Of course I consume a lot of carbs. I don’t want to get decarbohydrated.
My mom asked why I work out so much. I told her it’s to look good for nude laser tag season.
I’m thinking she’s never asking that again.
I think my leftovers are old enough to throw themselves away.
Difference between stoners and drunks are ..5 drunk will start a fight…5 stoners will start a band
FURNITURE MAKER WHO SECRETLY HATES HIS WIFE: Honey I created a new type of cabinet. I’m gonna name it after you
SUSAN: Aw baby that’s sweet
Apparently telling the cop during my sobriety test, it’s not how many times you fall, but how many times you get up was not the best answer.
*ordering from the neighborhood Saudi restaurant*
Me: I’ll have a quart of the Chicken dump truck with a side of She is suspicious of cheese.
My aunt’s ex-boyfriend’s mailman’s brother said it on Facebook so I don’t think any further research is necessary.
Me: So my car made a noise and..
Mechanic: That’s gonna be expensive.. I can tell already.
Oh I must be looking sexy this morning…the donut shop glazed the hell outta those donuts
Fake assault rifles that just have a ‘bang’ flag come out should be called JK-47s
For the record when you are “freezing” I never need to feel your ice cold hands, I believe you
MOVIE IDEA: Jurassic Park, but the fences all work and everyone just has a really lovely time.
Family means eating together at a buffet and everyone calling dibs on the toilet during the ride home.
I’m not only the woman your Mother warned you about, I’m the one your Father highly recommended.
All it took was a skirt and one strong gust of wind and all of a sudden, my spirit animal is Hello Kitty.
Talking to funeral home director:
Me: “I would like to have my mother-in-law cremated”
MIL: “Let go of me!”
My dad said he thinks his new gf is the one and I said well technically she’s the fifth one
Just settled a divorce over visitation of a parrot. Neither may teach it negative phrases about the other. I went to law school for this.
Looking at a guy in great shape: 🔥🔥
Looking at a girl in great shape: 😍😍
Looking at workout equipment: 😐
Not saying my marriage is bad but I swiped left when I saw my husband on Tinder
India launched a rocket to Mars this morning. That’s a heck of a place to put a call centre.

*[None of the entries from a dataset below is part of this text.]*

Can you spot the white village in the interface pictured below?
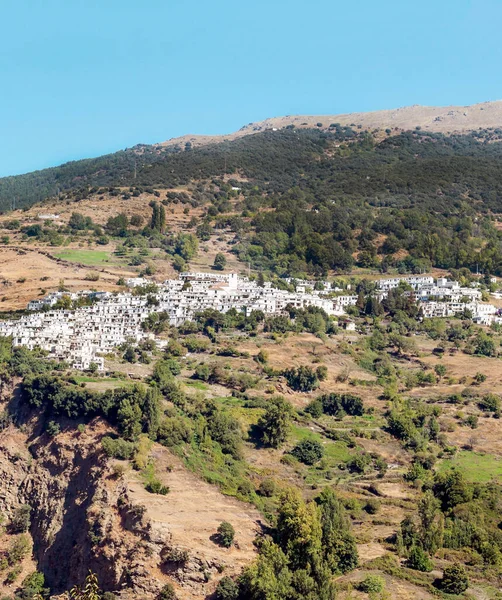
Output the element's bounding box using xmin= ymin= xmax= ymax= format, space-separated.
xmin=0 ymin=271 xmax=500 ymax=372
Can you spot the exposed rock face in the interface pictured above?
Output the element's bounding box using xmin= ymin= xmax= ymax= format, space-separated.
xmin=0 ymin=416 xmax=261 ymax=599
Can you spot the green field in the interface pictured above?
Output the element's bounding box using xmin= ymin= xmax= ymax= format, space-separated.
xmin=53 ymin=249 xmax=112 ymax=265
xmin=439 ymin=451 xmax=502 ymax=483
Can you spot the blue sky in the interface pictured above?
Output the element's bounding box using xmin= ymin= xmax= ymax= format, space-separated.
xmin=1 ymin=0 xmax=501 ymax=176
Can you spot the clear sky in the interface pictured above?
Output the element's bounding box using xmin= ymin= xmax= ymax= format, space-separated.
xmin=1 ymin=0 xmax=501 ymax=176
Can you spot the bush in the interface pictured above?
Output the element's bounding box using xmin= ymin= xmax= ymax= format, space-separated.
xmin=215 ymin=576 xmax=239 ymax=600
xmin=217 ymin=521 xmax=235 ymax=548
xmin=358 ymin=574 xmax=385 ymax=593
xmin=102 ymin=436 xmax=136 ymax=460
xmin=158 ymin=583 xmax=177 ymax=600
xmin=45 ymin=420 xmax=60 ymax=436
xmin=85 ymin=271 xmax=100 ymax=281
xmin=283 ymin=365 xmax=319 ymax=392
xmin=7 ymin=534 xmax=30 ymax=565
xmin=18 ymin=571 xmax=46 ymax=599
xmin=257 ymin=478 xmax=276 ymax=497
xmin=145 ymin=479 xmax=170 ymax=495
xmin=407 ymin=545 xmax=434 ymax=572
xmin=364 ymin=498 xmax=380 ymax=514
xmin=213 ymin=253 xmax=227 ymax=270
xmin=291 ymin=438 xmax=324 ymax=465
xmin=440 ymin=564 xmax=469 ymax=594
xmin=9 ymin=505 xmax=31 ymax=533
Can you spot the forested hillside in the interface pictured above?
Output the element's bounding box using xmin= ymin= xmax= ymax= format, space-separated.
xmin=3 ymin=125 xmax=502 ymax=213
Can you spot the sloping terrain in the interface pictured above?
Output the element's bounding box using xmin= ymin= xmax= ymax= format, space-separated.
xmin=3 ymin=100 xmax=502 ymax=213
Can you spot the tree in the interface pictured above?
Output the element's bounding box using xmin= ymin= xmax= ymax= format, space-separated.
xmin=123 ymin=346 xmax=136 ymax=363
xmin=142 ymin=387 xmax=161 ymax=438
xmin=174 ymin=233 xmax=198 ymax=261
xmin=433 ymin=469 xmax=473 ymax=510
xmin=440 ymin=564 xmax=469 ymax=594
xmin=283 ymin=366 xmax=319 ymax=392
xmin=275 ymin=489 xmax=322 ymax=569
xmin=474 ymin=331 xmax=496 ymax=357
xmin=215 ymin=576 xmax=239 ymax=600
xmin=417 ymin=491 xmax=444 ymax=554
xmin=407 ymin=546 xmax=433 ymax=572
xmin=317 ymin=488 xmax=358 ymax=574
xmin=213 ymin=253 xmax=227 ymax=270
xmin=257 ymin=396 xmax=293 ymax=448
xmin=217 ymin=521 xmax=235 ymax=548
xmin=150 ymin=201 xmax=166 ymax=233
xmin=239 ymin=538 xmax=293 ymax=600
xmin=105 ymin=213 xmax=129 ymax=236
xmin=434 ymin=364 xmax=447 ymax=380
xmin=291 ymin=439 xmax=324 ymax=465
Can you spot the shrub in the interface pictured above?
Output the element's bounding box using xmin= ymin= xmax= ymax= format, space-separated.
xmin=9 ymin=505 xmax=31 ymax=533
xmin=7 ymin=534 xmax=30 ymax=565
xmin=257 ymin=478 xmax=276 ymax=497
xmin=85 ymin=271 xmax=100 ymax=281
xmin=145 ymin=479 xmax=170 ymax=495
xmin=5 ymin=565 xmax=22 ymax=584
xmin=358 ymin=575 xmax=384 ymax=593
xmin=440 ymin=564 xmax=469 ymax=594
xmin=18 ymin=571 xmax=46 ymax=599
xmin=217 ymin=521 xmax=235 ymax=548
xmin=291 ymin=439 xmax=324 ymax=465
xmin=407 ymin=546 xmax=434 ymax=572
xmin=215 ymin=576 xmax=239 ymax=600
xmin=364 ymin=498 xmax=380 ymax=515
xmin=102 ymin=436 xmax=136 ymax=460
xmin=158 ymin=583 xmax=177 ymax=600
xmin=283 ymin=365 xmax=319 ymax=392
xmin=45 ymin=420 xmax=60 ymax=436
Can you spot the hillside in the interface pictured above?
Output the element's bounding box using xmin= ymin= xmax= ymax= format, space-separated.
xmin=160 ymin=100 xmax=502 ymax=148
xmin=1 ymin=104 xmax=502 ymax=599
xmin=3 ymin=100 xmax=502 ymax=213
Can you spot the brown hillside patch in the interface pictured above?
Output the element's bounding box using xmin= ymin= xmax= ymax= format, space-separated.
xmin=125 ymin=445 xmax=262 ymax=596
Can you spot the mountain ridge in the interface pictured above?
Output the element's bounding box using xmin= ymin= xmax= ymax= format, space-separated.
xmin=157 ymin=100 xmax=502 ymax=149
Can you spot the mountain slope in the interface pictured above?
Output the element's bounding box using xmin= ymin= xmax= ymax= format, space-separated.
xmin=160 ymin=100 xmax=502 ymax=149
xmin=2 ymin=101 xmax=502 ymax=214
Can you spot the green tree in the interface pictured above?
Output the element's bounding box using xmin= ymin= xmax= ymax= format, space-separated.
xmin=407 ymin=546 xmax=434 ymax=572
xmin=239 ymin=538 xmax=293 ymax=600
xmin=433 ymin=469 xmax=473 ymax=510
xmin=217 ymin=521 xmax=235 ymax=548
xmin=440 ymin=564 xmax=469 ymax=594
xmin=257 ymin=396 xmax=293 ymax=448
xmin=215 ymin=576 xmax=239 ymax=600
xmin=317 ymin=488 xmax=358 ymax=574
xmin=417 ymin=490 xmax=444 ymax=553
xmin=213 ymin=253 xmax=227 ymax=270
xmin=275 ymin=489 xmax=322 ymax=569
xmin=291 ymin=439 xmax=324 ymax=465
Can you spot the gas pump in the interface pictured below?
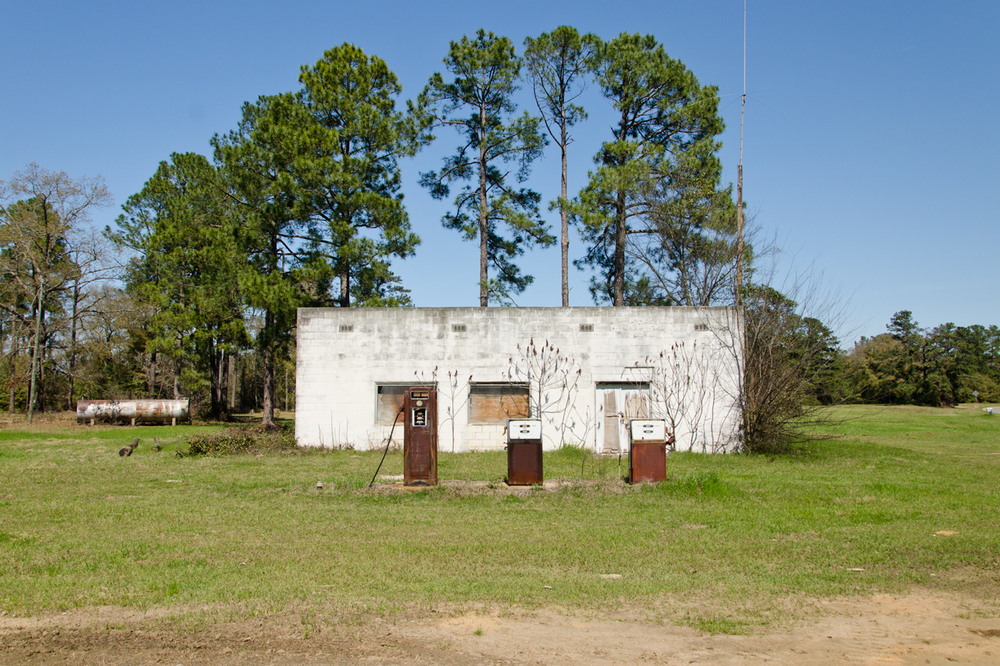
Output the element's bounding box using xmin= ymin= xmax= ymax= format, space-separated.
xmin=628 ymin=419 xmax=670 ymax=483
xmin=506 ymin=418 xmax=543 ymax=485
xmin=403 ymin=386 xmax=437 ymax=486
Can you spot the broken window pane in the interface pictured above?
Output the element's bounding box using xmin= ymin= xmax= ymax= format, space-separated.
xmin=375 ymin=385 xmax=408 ymax=424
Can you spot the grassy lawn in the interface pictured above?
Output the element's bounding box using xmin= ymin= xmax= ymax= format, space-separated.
xmin=1 ymin=405 xmax=998 ymax=632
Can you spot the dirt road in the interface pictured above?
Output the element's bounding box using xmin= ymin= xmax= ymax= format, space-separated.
xmin=2 ymin=590 xmax=998 ymax=664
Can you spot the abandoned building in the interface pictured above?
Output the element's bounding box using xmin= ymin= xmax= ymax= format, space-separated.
xmin=295 ymin=306 xmax=744 ymax=453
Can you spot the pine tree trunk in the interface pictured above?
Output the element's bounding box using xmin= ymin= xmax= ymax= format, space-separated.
xmin=209 ymin=345 xmax=226 ymax=419
xmin=173 ymin=358 xmax=181 ymax=400
xmin=27 ymin=279 xmax=45 ymax=424
xmin=613 ymin=190 xmax=627 ymax=306
xmin=478 ymin=105 xmax=489 ymax=307
xmin=560 ymin=124 xmax=570 ymax=308
xmin=148 ymin=352 xmax=157 ymax=396
xmin=261 ymin=311 xmax=276 ymax=427
xmin=339 ymin=268 xmax=350 ymax=308
xmin=227 ymin=353 xmax=237 ymax=413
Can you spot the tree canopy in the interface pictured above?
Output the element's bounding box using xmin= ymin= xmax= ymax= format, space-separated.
xmin=575 ymin=33 xmax=730 ymax=306
xmin=8 ymin=32 xmax=994 ymax=430
xmin=114 ymin=152 xmax=247 ymax=416
xmin=421 ymin=29 xmax=553 ymax=306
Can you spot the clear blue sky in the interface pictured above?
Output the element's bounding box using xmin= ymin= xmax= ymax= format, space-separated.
xmin=2 ymin=0 xmax=997 ymax=345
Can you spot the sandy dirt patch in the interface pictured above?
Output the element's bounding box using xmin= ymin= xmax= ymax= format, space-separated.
xmin=2 ymin=590 xmax=998 ymax=665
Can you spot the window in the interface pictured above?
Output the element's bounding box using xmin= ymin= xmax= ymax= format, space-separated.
xmin=469 ymin=383 xmax=530 ymax=424
xmin=375 ymin=385 xmax=408 ymax=424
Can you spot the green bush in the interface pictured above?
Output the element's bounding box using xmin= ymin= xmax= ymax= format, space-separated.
xmin=182 ymin=425 xmax=298 ymax=456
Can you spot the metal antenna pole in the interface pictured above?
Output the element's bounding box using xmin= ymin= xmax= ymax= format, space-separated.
xmin=735 ymin=0 xmax=747 ymax=308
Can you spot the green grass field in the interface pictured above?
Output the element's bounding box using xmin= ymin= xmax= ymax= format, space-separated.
xmin=1 ymin=405 xmax=997 ymax=632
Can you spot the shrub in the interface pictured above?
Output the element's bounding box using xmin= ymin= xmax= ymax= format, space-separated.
xmin=182 ymin=425 xmax=297 ymax=456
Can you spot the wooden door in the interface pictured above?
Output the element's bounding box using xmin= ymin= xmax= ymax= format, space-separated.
xmin=595 ymin=383 xmax=650 ymax=454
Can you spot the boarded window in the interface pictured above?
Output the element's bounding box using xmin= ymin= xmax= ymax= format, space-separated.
xmin=469 ymin=384 xmax=530 ymax=424
xmin=375 ymin=385 xmax=407 ymax=424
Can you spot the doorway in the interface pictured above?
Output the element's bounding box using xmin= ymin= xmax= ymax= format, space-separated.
xmin=595 ymin=382 xmax=650 ymax=454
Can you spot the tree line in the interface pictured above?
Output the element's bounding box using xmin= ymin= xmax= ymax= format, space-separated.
xmin=3 ymin=28 xmax=743 ymax=427
xmin=837 ymin=311 xmax=1000 ymax=406
xmin=748 ymin=302 xmax=1000 ymax=412
xmin=2 ymin=28 xmax=994 ymax=441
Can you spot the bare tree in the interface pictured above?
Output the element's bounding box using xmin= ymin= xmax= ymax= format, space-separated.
xmin=440 ymin=370 xmax=471 ymax=453
xmin=411 ymin=366 xmax=474 ymax=453
xmin=634 ymin=340 xmax=741 ymax=453
xmin=62 ymin=227 xmax=118 ymax=408
xmin=712 ymin=262 xmax=848 ymax=453
xmin=0 ymin=164 xmax=111 ymax=421
xmin=503 ymin=338 xmax=588 ymax=446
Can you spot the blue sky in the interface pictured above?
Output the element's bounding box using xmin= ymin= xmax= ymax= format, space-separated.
xmin=2 ymin=0 xmax=997 ymax=344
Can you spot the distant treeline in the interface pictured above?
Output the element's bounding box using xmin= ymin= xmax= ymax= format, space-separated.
xmin=813 ymin=311 xmax=999 ymax=406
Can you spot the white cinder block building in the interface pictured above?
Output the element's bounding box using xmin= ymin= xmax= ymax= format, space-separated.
xmin=295 ymin=307 xmax=744 ymax=453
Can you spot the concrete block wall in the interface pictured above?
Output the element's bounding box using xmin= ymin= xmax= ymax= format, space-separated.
xmin=295 ymin=307 xmax=743 ymax=453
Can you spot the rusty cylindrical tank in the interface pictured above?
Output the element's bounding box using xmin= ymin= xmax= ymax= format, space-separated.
xmin=76 ymin=399 xmax=191 ymax=425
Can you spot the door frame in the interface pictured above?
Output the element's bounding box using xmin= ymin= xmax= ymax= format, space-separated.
xmin=595 ymin=381 xmax=651 ymax=454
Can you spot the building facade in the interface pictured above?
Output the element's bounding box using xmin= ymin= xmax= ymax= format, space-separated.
xmin=295 ymin=307 xmax=743 ymax=453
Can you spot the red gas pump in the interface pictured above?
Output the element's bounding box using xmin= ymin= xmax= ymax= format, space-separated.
xmin=403 ymin=387 xmax=437 ymax=486
xmin=628 ymin=419 xmax=671 ymax=483
xmin=506 ymin=418 xmax=543 ymax=485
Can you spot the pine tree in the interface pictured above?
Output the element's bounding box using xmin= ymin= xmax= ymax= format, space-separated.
xmin=421 ymin=30 xmax=553 ymax=306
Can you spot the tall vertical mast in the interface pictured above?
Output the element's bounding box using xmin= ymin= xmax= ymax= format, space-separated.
xmin=735 ymin=0 xmax=747 ymax=307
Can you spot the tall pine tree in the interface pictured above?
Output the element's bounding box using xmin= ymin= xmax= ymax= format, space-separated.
xmin=523 ymin=27 xmax=600 ymax=307
xmin=576 ymin=33 xmax=726 ymax=306
xmin=421 ymin=30 xmax=553 ymax=306
xmin=296 ymin=43 xmax=425 ymax=307
xmin=114 ymin=152 xmax=248 ymax=416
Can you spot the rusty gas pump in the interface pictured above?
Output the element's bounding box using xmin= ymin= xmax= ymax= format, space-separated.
xmin=506 ymin=418 xmax=543 ymax=485
xmin=403 ymin=387 xmax=437 ymax=486
xmin=628 ymin=419 xmax=671 ymax=483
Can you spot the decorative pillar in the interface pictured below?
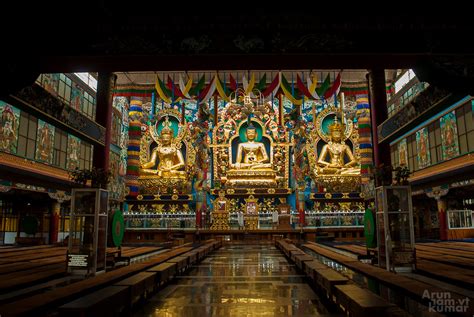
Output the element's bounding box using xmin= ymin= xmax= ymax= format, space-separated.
xmin=426 ymin=187 xmax=449 ymax=241
xmin=297 ymin=189 xmax=305 ymax=226
xmin=49 ymin=201 xmax=60 ymax=244
xmin=356 ymin=94 xmax=373 ymax=185
xmin=126 ymin=97 xmax=143 ymax=197
xmin=367 ymin=69 xmax=390 ymax=177
xmin=213 ymin=94 xmax=218 ymax=126
xmin=93 ymin=72 xmax=117 ymax=170
xmin=278 ymin=93 xmax=283 ymax=126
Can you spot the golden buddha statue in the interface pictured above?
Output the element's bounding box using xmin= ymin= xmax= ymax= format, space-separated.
xmin=231 ymin=123 xmax=272 ymax=170
xmin=140 ymin=120 xmax=186 ymax=179
xmin=226 ymin=122 xmax=276 ymax=187
xmin=317 ymin=118 xmax=359 ymax=175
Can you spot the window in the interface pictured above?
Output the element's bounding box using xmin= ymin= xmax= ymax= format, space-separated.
xmin=17 ymin=112 xmax=37 ymax=160
xmin=394 ymin=69 xmax=416 ymax=94
xmin=53 ymin=129 xmax=67 ymax=169
xmin=82 ymin=91 xmax=96 ymax=120
xmin=57 ymin=73 xmax=72 ymax=104
xmin=79 ymin=142 xmax=93 ymax=170
xmin=74 ymin=72 xmax=97 ymax=91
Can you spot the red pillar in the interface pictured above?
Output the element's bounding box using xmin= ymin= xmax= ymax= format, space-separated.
xmin=367 ymin=69 xmax=391 ymax=184
xmin=93 ymin=72 xmax=117 ymax=170
xmin=49 ymin=202 xmax=60 ymax=244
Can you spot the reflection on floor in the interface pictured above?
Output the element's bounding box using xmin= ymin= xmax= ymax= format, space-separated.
xmin=134 ymin=243 xmax=336 ymax=317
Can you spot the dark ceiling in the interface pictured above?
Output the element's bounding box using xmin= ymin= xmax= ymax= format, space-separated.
xmin=2 ymin=7 xmax=474 ymax=95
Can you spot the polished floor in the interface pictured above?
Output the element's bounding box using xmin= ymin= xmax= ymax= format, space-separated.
xmin=134 ymin=243 xmax=336 ymax=317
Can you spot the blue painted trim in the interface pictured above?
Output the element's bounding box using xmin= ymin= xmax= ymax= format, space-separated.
xmin=389 ymin=95 xmax=471 ymax=146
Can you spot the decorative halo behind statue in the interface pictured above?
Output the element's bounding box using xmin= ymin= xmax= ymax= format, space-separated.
xmin=315 ymin=107 xmax=353 ymax=143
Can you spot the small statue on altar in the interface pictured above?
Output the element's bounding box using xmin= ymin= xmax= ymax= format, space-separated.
xmin=231 ymin=123 xmax=272 ymax=170
xmin=317 ymin=118 xmax=359 ymax=175
xmin=140 ymin=117 xmax=186 ymax=179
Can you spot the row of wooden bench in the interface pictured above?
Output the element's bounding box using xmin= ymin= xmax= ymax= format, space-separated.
xmin=275 ymin=239 xmax=409 ymax=317
xmin=57 ymin=240 xmax=222 ymax=317
xmin=0 ymin=240 xmax=222 ymax=317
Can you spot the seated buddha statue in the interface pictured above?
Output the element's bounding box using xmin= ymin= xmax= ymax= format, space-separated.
xmin=140 ymin=122 xmax=186 ymax=179
xmin=317 ymin=118 xmax=359 ymax=176
xmin=231 ymin=123 xmax=272 ymax=170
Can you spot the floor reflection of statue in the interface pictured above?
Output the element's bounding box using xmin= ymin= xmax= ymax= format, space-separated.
xmin=318 ymin=118 xmax=359 ymax=175
xmin=140 ymin=120 xmax=186 ymax=179
xmin=231 ymin=123 xmax=272 ymax=170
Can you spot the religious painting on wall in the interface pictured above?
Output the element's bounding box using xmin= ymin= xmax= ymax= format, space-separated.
xmin=36 ymin=119 xmax=55 ymax=164
xmin=416 ymin=127 xmax=430 ymax=169
xmin=67 ymin=134 xmax=81 ymax=170
xmin=0 ymin=101 xmax=20 ymax=154
xmin=70 ymin=84 xmax=84 ymax=111
xmin=111 ymin=112 xmax=121 ymax=146
xmin=398 ymin=138 xmax=408 ymax=167
xmin=440 ymin=111 xmax=460 ymax=161
xmin=42 ymin=73 xmax=59 ymax=96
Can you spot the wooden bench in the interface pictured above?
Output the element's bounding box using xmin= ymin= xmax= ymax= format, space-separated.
xmin=114 ymin=272 xmax=156 ymax=306
xmin=147 ymin=262 xmax=177 ymax=286
xmin=290 ymin=250 xmax=306 ymax=263
xmin=58 ymin=285 xmax=129 ymax=317
xmin=334 ymin=284 xmax=393 ymax=317
xmin=304 ymin=260 xmax=328 ymax=280
xmin=167 ymin=256 xmax=188 ymax=273
xmin=293 ymin=254 xmax=315 ymax=271
xmin=182 ymin=251 xmax=197 ymax=265
xmin=314 ymin=268 xmax=348 ymax=294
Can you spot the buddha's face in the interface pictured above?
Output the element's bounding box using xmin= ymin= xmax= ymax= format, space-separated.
xmin=330 ymin=129 xmax=342 ymax=142
xmin=161 ymin=131 xmax=172 ymax=145
xmin=246 ymin=128 xmax=256 ymax=141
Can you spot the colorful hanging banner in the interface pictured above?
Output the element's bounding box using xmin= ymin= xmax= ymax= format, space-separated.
xmin=416 ymin=127 xmax=431 ymax=169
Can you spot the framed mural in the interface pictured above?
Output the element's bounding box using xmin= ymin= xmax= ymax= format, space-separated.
xmin=67 ymin=134 xmax=81 ymax=170
xmin=440 ymin=111 xmax=460 ymax=161
xmin=0 ymin=101 xmax=20 ymax=154
xmin=398 ymin=138 xmax=408 ymax=167
xmin=36 ymin=120 xmax=55 ymax=164
xmin=70 ymin=84 xmax=84 ymax=111
xmin=42 ymin=73 xmax=59 ymax=96
xmin=416 ymin=127 xmax=430 ymax=169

signs you’re dating an angel:
– skin made of smooth marble
– thousands of eyes that emit lasers
– wings violently displace tons of air
– 13,000 trumpets constantly
– peaceful sense of impending doom
– giant chalice overflowing with acid
– texts you good morning
What can I buy my wife for Valentine’s Day that finally proves to her that I have absolutely no idea what she likes or who she is?
(during sex)
Me: Is that good?
Her: Real good, baby.
Her mom: Good af.
Me: How many more dates until your mom quits chaperoning us?
Her: I dunno. Mom?
Her mom: Honey, look at him, not me. You’re making this weird.
Why are the states most in need of abortion so against it?
Spelling matters. My husband texted me that we’re very low on time.
Thyme. He meant thyme.
A fun part of marriage is arguing over who deserves to use the charger in the car. PROVE IT, SHOW ME YOUR PERCENTAGE
I told my husband last night that I have a lot of hobbies but I’m not very good at any of them, “like cooking for example” and this man, whom I have fed every single day for 10 years, had the audacity to respond “but there are other hobbies you are good at.”